Parents want to find the best orthodontist for their children (and themselves). The Internet has made it easy to search “best orthodontist near me.” But how can a parent or patient know if what an orthodontist recommends is the BEST for a given situation?
Evaluating claims of being the BEST is important because oftentimes, what an orthodontist presents as the best option, if it seems like a good idea to a parent or child, may in fact not be optimal for the patient.
Here are a few common practices which may not be the best for your child:
1. Are full braces better before all the teeth come in better?
Starting braces early means they come off before the 12-year molars come in and, therefore, they may never be straightened properly.
Twelve-year molars are an important part of the bite and are difficult teeth to work with because they’re in the very back of the mouth. If an orthodontist starts and finishes braces before 12-year molars come in, this saves the orthodontist lots of appointments (time) and makes the treatment much more profitable.
Not only that, parents and patients may be excited when told that it’s advantageous to complete treatment early in a student’s school career.
Dr. John believes this is false economy and that it is not good for patients. If 12-year molars come in and are not straight or do not fit well with opposing teeth, orthodontic treatment may fail, and teeth are less likely to remain straight long-term.
2. Are some retainers better than others?
There are two major types of retainers used by orthodontists to hold teeth in place after the braces come off.
(1) The traditional plastic and wire retainer.
(2) A clear plastic (Invisalign-type), vacuum-formed retainer.
The clear plastic retainers have the advantage of being clear, however they do not last nearly as long as the traditional wire retainers. Furthermore, the clear plastic retainers have a significant treatment disadvantage. Because these retainers cover the entire tooth, it prevents the teeth from settling into the natural, best possible bite. This means teeth are more likely to shift when the retainer invariably breaks or disintegrates over time.
Traditional retainers, preferred by Dr. John, have none of the disadvantages of the clear plastic retainers. In fact, Dr. John has had patients return after wearing their traditional retainer for 25 years to have the retainer adjusted.
Furthermore, it is now possible to make these retainers without a visible wire, so they are effectively invisible. This gives them all of the aesthetic benefits of clear, vacuum-formed retainers with none of the drawbacks.
3. Are there ways to make teeth move faster?
Companies are constantly claiming to have invented ways to make teeth move faster. There are devices that vibrate teeth, special lights to shine on teeth, claims that braces will have less friction and gentler movement, and even certain procedures to tweak the teeth in an effort to speed their movement.
Invariably, all of these types of procedures and tools have been shown to be ineffective at speeding up human tooth movement.
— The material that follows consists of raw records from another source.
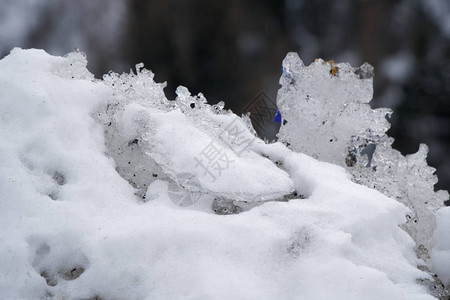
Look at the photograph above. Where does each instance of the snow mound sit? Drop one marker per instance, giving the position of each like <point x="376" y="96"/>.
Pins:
<point x="77" y="155"/>
<point x="326" y="114"/>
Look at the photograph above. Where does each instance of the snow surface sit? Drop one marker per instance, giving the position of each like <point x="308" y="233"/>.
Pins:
<point x="71" y="227"/>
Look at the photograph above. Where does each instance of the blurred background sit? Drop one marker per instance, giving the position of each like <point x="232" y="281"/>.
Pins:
<point x="232" y="50"/>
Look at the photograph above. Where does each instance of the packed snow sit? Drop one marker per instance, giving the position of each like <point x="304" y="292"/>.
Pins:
<point x="91" y="175"/>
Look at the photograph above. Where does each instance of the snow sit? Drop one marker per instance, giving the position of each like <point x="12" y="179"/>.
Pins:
<point x="326" y="114"/>
<point x="74" y="226"/>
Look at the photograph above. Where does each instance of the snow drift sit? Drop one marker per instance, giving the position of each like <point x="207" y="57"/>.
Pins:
<point x="88" y="170"/>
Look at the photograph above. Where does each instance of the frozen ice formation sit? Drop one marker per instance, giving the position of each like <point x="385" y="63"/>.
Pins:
<point x="326" y="115"/>
<point x="75" y="152"/>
Even though research has debunked all claims of accelerated tooth movement, a glance through any city’s listed orthodontists will reveal dentists or orthodontists who claim the ability to move teeth faster than their competitors.
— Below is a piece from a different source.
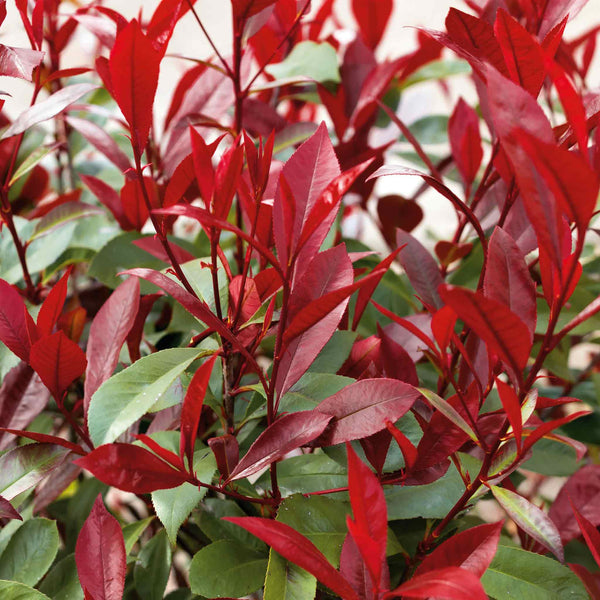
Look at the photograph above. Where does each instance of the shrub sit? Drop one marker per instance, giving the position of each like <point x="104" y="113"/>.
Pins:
<point x="268" y="406"/>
Dr. John bases treatment and recommendations on proven methods that are in the best interest of the patient.
4. Are some treatments better than others?
There are lots of meaningless and misleading terms applied to orthodontic treatment claims. Many orthodontists, and dentists who do orthodontics, will use scientific-sounding terms to describe treatments, often claiming to provide an advantage or benefit that other orthodontists are not providing. Most of these terms have no recognized meaning in the profession of orthodontics. Terms like “face-focused orthodontics”, “airway-friendly orthodontics”, “epigenetic orthodontic appliances”, “myofunctional orthodontic treatment”, “postural orthodontics”, “expansion orthodontics”, “DNA appliance orthodontics”, and “100% extraction-free orthodontics”. These are a few of the unproven, hyperbolic types of orthodontic claims you may see advertised.
What are some other ways to find a quality orthodontist in Salem, OR?
First, look for an orthodontist who is board certified. To become board certified requires passing extensive testing, and only about 25% of orthodontists have achieved this status. Of course, Dr. John is board certified and is proud to have achieved this professional landmark.
Second, in orthodontics, experience counts. Generally, orthodontists consider ten years of experience a meaningful level of achievement. Check out the orthodontist’s website to read about his or her education and experience.
Three, there’s no substitute for visiting the office, meeting the orthodontist, and getting an evaluation to find out if you’ve found the best orthodontist for you. Because orthodontics is generally a one- or two-year process, having a good relationship with your orthodontist is important. Choose an orthodontist who you like and trust but also do your homework to check on other things mentioned in this blog.